No, and we are clear about that. Our default platform is Huntress Managed Security Awareness Training — story-driven 5-minute micro-lessons, realistic phishing simulations, and a one-click report-phishing workflow that ties back to the same 24/7 SOC that runs your ITDR. We can also deploy KnowBe4 or Hoxhunt where existing licensing or specific content requirements call for it. The Obsidian Ridge value is program design, content selection, simulation cadence, reporting analysis, the leadership debrief, and audit-evidence packaging. The training videos and base templates come from the underlying platform; we make the program work.
How is this different from buying Huntress SAT or KnowBe4 ourselves?
Huntress Managed SAT, KnowBe4, and Hoxhunt are all good platforms. The gap most teams hit is operational: who reviews reported phish, who decides the simulation calendar, who interprets the report each month, who debriefs with leadership, and who packages evidence for the audit. Buying the platform solves the content problem and leaves the program problem. Managed SAT runs the program.
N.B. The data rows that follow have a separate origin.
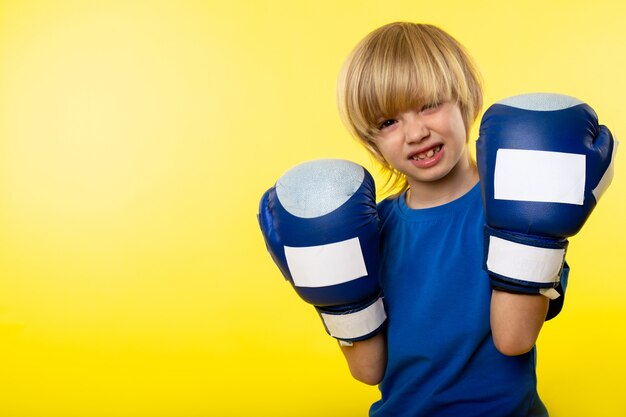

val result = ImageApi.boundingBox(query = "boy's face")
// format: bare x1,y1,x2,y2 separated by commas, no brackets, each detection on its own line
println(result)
374,101,469,187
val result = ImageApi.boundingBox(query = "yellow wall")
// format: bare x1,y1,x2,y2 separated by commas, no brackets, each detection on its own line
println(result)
0,0,626,417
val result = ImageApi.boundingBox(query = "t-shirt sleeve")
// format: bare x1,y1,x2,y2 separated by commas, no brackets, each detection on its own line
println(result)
546,261,569,321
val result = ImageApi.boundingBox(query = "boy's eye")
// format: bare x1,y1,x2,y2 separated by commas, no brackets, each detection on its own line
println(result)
422,102,441,111
378,119,396,130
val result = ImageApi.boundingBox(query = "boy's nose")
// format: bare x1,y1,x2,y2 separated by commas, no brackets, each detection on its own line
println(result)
404,114,428,143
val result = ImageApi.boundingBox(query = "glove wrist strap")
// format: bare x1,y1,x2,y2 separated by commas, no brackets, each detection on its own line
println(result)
484,226,568,293
317,297,387,342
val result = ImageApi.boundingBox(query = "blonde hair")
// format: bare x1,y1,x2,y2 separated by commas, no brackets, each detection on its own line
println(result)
337,22,482,196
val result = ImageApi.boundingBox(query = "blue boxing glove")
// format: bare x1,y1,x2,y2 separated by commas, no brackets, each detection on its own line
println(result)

Can you produce audit evidence for SOC 2, HIPAA, or PCI DSS?
Yes. SOC 2 CC1.4 expects evidence that the organization develops and retains competent personnel and that awareness training is delivered and tracked. PCI DSS 4.0 section 12.6 requires a formal security awareness program with annual training and acknowledgement. HIPAA requires the program at 164.308(a)(5). We package completion logs, simulation summaries, policy attestations, and program narrative in the form each framework's reviewers actually expect.